19.10. Caching
Look for opportunities to use caches .
It makes sense not to do the same calculation twice, if the result is small enough that it can reasonably be stored for reuse. The simplest form of that is putting a result into an interim variable whenever it will be used more than once. That is, instead of calling the same functions twice on the same data:
print form(
'hash alone: {>>>,>>>,>>} bytes', size(\%lookup),
'data alone: {>>>,>>>,>>} bytes', total_size(\%lookup)-size(\%lookup),
'==============================',
'total: {>>>,>>>,>>} bytes', total_size(\%lookup),
);
call them once, store the results temporarily, and retrieve them each time they're needed:
my $hash_mem = size(\%lookup);
my $total_mem = total_size(\%lookup);
my $data_mem = $total_mem - $hash_mem;
print form(
'hash alone: {>>>,>>>,>>} bytes', $hash_mem,
'data alone: {>>>,>>>,>>} bytes', $data_mem,
'==============================',
'total: {>>>,>>>,>>} bytes', $total_mem,
);
This often has the additional benefit of allowing you to name the interim values in ways that make the code more comprehensible.Subroutines like size( ) and total_size( ) and functions like rand( ) or readline( ) don't always return the same result when called with the same arguments. Such subroutines are good candidates for temporary and localized reuse of results, but not for longer-term caching.On the other hand, pure functions like sqrt( ) and int( ) and crypt( ) do always return the same result for the same list of arguments, so their return values can be stored long-term and reused whenever they're needed again. For example, if you have a subroutine that returns a case-insensitive SHA-512 digest:
sub lc_digest {
my ($text) = @_;
use Digest::SHA qw( sha512 );
return sha512(lc $text);
}
then you could (potentially) speed it up over many calls by giving it a private look-up table in which results can be cached as they're computed, as shown in Example 19-9.

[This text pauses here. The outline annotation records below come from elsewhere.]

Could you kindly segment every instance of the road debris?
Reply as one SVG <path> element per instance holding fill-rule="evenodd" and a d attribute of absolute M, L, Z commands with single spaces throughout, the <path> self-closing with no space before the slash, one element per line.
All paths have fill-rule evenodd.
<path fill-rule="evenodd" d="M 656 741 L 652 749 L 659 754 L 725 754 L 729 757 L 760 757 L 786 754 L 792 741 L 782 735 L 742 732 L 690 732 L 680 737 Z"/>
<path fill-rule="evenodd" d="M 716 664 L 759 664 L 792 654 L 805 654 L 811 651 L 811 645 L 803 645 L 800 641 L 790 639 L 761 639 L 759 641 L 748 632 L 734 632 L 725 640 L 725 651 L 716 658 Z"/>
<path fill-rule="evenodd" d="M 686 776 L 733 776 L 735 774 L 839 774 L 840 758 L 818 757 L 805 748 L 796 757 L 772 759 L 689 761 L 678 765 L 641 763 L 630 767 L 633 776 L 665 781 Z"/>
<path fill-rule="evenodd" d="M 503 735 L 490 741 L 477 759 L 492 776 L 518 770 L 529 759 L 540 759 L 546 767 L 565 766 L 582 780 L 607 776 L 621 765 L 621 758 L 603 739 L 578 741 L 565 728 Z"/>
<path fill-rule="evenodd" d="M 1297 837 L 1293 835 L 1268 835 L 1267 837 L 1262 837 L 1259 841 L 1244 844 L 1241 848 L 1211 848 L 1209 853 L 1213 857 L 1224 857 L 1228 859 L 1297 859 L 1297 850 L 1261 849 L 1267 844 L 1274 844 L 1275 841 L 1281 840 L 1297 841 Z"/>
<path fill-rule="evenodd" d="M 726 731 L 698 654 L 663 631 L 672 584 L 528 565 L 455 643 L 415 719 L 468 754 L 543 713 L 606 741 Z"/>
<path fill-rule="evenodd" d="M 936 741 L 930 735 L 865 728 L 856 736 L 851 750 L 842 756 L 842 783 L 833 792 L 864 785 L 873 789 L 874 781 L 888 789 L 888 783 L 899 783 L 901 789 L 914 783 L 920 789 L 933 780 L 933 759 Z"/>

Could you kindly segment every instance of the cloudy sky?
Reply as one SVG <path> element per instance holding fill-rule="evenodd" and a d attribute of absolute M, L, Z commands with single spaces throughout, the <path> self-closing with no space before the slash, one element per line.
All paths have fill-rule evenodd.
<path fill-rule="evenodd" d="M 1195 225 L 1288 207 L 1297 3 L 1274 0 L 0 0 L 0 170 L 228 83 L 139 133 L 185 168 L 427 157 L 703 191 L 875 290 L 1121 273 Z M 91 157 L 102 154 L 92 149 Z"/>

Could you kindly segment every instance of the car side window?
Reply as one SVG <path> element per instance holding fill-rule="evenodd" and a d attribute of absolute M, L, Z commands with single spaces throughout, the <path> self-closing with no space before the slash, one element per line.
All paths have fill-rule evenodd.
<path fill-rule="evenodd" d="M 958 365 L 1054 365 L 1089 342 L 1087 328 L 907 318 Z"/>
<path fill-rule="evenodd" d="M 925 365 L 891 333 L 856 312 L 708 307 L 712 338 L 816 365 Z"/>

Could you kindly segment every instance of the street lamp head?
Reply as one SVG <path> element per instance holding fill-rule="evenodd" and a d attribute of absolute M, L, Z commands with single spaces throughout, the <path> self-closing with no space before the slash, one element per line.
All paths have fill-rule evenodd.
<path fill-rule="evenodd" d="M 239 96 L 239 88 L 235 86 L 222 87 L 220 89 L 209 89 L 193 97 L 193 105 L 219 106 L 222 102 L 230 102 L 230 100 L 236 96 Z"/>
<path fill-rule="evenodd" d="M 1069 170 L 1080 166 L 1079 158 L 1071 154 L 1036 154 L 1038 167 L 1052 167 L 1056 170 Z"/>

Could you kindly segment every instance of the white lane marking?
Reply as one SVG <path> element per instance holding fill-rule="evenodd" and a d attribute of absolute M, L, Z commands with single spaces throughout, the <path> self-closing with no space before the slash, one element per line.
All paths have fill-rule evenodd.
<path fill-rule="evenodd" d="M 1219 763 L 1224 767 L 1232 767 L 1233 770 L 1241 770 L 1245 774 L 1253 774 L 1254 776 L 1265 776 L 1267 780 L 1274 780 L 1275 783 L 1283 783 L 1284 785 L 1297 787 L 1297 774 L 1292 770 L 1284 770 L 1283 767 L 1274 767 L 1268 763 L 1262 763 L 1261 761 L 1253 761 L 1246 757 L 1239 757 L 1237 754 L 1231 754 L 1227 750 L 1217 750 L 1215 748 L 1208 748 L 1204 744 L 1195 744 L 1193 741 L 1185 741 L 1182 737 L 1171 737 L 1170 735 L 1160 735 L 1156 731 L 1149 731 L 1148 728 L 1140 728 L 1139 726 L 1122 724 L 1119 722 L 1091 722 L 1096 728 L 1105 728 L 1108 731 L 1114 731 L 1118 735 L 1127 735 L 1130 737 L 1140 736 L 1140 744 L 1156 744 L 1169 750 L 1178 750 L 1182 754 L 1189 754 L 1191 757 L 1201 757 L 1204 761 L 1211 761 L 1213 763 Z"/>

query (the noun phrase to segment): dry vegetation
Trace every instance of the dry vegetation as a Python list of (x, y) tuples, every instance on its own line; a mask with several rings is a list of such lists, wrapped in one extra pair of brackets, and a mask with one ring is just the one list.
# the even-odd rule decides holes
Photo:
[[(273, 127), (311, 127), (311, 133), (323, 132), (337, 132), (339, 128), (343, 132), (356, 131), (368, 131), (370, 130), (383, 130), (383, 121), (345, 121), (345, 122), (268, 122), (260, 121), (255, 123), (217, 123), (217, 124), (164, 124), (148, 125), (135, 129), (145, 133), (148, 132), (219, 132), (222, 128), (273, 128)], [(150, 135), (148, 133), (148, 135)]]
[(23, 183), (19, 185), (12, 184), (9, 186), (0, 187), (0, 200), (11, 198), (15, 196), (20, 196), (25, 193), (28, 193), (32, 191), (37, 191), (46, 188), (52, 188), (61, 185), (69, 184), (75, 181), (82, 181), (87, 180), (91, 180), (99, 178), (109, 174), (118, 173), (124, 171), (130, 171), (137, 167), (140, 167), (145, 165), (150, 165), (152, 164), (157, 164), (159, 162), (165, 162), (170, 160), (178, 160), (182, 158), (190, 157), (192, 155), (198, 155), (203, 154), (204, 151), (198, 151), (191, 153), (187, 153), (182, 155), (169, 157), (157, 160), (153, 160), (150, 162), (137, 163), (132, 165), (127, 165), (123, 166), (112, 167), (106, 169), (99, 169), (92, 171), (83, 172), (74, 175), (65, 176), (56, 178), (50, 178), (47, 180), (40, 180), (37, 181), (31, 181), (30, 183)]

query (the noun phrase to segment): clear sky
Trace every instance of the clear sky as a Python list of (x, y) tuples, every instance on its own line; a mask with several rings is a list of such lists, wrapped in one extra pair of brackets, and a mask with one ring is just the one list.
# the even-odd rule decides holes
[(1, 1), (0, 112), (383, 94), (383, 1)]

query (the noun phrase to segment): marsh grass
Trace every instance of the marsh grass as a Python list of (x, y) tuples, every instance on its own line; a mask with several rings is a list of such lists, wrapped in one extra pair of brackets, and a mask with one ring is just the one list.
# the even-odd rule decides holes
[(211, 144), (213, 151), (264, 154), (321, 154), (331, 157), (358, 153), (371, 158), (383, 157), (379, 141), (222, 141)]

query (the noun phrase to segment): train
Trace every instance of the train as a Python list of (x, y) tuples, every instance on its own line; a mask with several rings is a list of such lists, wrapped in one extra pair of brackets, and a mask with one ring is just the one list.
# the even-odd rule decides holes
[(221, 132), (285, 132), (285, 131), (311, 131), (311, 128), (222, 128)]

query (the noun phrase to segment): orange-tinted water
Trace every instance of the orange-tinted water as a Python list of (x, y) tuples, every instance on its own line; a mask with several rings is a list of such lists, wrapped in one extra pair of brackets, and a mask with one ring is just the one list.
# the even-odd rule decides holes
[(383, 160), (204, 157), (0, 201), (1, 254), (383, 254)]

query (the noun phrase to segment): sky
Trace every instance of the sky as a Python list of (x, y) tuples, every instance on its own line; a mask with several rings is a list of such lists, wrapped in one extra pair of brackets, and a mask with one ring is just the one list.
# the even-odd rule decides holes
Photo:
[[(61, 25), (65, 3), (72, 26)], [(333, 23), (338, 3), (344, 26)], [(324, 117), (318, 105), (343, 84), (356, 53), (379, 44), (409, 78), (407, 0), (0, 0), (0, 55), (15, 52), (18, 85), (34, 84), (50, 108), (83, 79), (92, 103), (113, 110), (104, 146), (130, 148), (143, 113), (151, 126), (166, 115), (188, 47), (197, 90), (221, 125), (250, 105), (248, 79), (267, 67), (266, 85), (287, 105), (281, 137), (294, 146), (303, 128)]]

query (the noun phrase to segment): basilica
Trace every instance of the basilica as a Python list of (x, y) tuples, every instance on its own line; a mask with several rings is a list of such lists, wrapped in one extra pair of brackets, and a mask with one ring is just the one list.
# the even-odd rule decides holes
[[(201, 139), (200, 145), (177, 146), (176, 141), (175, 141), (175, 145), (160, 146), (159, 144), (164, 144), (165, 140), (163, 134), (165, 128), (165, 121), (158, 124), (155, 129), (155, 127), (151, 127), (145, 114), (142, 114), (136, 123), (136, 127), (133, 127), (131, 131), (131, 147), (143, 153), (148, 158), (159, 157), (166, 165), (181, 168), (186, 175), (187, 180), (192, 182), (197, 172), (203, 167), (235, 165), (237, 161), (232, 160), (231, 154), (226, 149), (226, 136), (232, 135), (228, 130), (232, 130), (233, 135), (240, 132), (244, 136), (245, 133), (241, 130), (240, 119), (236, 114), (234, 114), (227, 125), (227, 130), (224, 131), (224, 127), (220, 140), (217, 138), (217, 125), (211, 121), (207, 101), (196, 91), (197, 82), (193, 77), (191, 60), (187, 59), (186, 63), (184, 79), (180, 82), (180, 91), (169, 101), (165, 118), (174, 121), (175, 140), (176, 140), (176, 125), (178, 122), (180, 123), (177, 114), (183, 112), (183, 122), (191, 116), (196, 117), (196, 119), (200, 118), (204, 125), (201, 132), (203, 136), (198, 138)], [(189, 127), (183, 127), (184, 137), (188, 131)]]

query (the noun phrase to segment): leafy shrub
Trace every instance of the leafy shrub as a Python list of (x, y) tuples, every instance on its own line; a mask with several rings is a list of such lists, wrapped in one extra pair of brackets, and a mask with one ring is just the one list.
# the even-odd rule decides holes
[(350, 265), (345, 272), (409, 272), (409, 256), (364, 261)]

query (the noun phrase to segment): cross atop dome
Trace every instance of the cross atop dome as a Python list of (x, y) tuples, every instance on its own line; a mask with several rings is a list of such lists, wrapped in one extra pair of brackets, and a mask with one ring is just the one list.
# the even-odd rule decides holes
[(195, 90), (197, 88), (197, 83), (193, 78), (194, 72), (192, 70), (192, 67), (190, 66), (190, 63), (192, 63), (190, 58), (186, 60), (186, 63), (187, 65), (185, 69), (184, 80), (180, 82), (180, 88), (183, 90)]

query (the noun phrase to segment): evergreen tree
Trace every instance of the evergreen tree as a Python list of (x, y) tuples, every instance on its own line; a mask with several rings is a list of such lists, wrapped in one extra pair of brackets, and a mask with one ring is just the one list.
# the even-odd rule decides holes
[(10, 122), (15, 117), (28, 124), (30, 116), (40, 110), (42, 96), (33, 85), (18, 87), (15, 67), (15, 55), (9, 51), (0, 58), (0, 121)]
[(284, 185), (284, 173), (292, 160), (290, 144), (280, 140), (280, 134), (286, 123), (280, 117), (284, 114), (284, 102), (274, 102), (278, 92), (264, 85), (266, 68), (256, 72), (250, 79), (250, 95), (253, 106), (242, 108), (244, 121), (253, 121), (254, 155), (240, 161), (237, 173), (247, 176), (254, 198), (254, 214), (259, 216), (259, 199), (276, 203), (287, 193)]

Example 19-9. Adding a cache to a digest subroutine
{
my %cache;
sub lc_digest {
my $text = lc shift;
# Compute the answer only if it's not already known...
if (!exists $cache{$text}) {
use Digest::SHA qw( sha512 );
$cache{$text} = sha512($text);
}
return $cache{$text};
}
}
On the other hand, if the range of possible data for a computation is small and the number of computations is large, then it's often simpler and more efficient to pre-compute the entire look-up table and then access it directly, thereby eliminating the cost of a subroutine call. For example, suppose you were doing some kind of image processing and needed square roots for pixel intensity values in the range 0 to 255. You could write:
for my $row (@image_rows) {
for my $pixel_value (@{$row}) {
$pixel_value = sqrt($pixel_value);
}
}
or you could dramatically reduce the number of sqrt operations by precomputing all possible values and creating a look-up table:
my @sqrt_of = map { sqrt $_ } 0..255;
for my $row (@image_rows) {
for my $pixel_value (@{$row}) {
$pixel_value = $sqrt_of[$pixel_value];
}
}
For a thorough discussion of the many applications and advantages of caching, see Chapter 3 of Higher-Order Perl , by Mark Jason Dominus (Morgan Kaufmann, 2005)